After some digging, I found that I could set the lifetime of a HIT to zero. This stops workers from starting the HIT again. The script below can call the relevant MTurk API if you have linked an AWS account to your MTurk requester account.

#!/bin/sh

# Safer shell scripting -- bail on errors, unset vars, etc.
set -euf

# Read options, -h WORKER_ID
while getopts "h:" OPT
do
  case "${OPT}" in
    h) HIT="${OPTARG}";;
    \?) printf "Error.\n"; exit 1;;
  esac
done

# Bit of input validation
if [ -z "${HIT+x}" ]
then
    printf -- "-h HIT required.\n";
    exit 2;
fi

ENDPOINT="https://mturk-requester.us-east-1.amazonaws.com"
export AWS_DEFAULT_REGION="us-east-1"

printf "AWS Access Key ID> "
read AWS_ACCESS_KEY_ID

printf "AWS Secret key> "
read -s AWS_SECRET_ACCESS_KEY

# Setup an exit trap to clear the secret key.
function onExit {
    unset AWS_ACCESS_KEY_ID
    unset AWS_SECRET_ACCESS_KEY
}
trap onExit EXIT;

export AWS_ACCESS_KEY_ID
export AWS_SECRET_ACCESS_KEY

# Expire the HIT
aws mturk update-expiration-for-hit \
  --hit-id "${HIT}" \
  --expire-at "2018-01-01T00:00:00+00:00" \
  --endpoint-url="${ENDPOINT}"

# Display the HIT details for human check.
aws mturk get-hit \
  --hit-id "${HIT}" \
  --endpoint-url="${ENDPOINT}"

The shell script above is tested on a Linux box. Call it using:

% ./andon-cord -h HIT_ID

The AWS CLI list-hits command can show your HIT_ID.

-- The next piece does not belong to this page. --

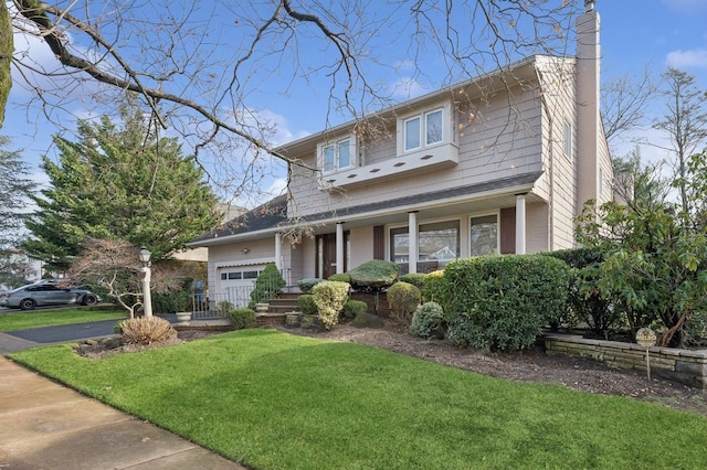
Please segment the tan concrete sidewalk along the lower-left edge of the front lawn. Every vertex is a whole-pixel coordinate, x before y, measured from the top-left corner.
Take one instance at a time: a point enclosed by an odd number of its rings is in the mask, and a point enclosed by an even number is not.
[[[1,469],[244,469],[7,357],[0,377]]]

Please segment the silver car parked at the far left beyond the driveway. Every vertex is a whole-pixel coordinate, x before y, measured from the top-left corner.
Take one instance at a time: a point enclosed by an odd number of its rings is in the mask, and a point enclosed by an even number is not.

I still need to get all of the affected workers and pay them somehow.

There’s a general lesson that I should’ve applied. Always have an ‘oh shit!’ plan, whether it’s going back to a previous version of the system or just turning it off. This has only cost me ~25 USD, but other companies have lost a lot more by ignoring this lesson.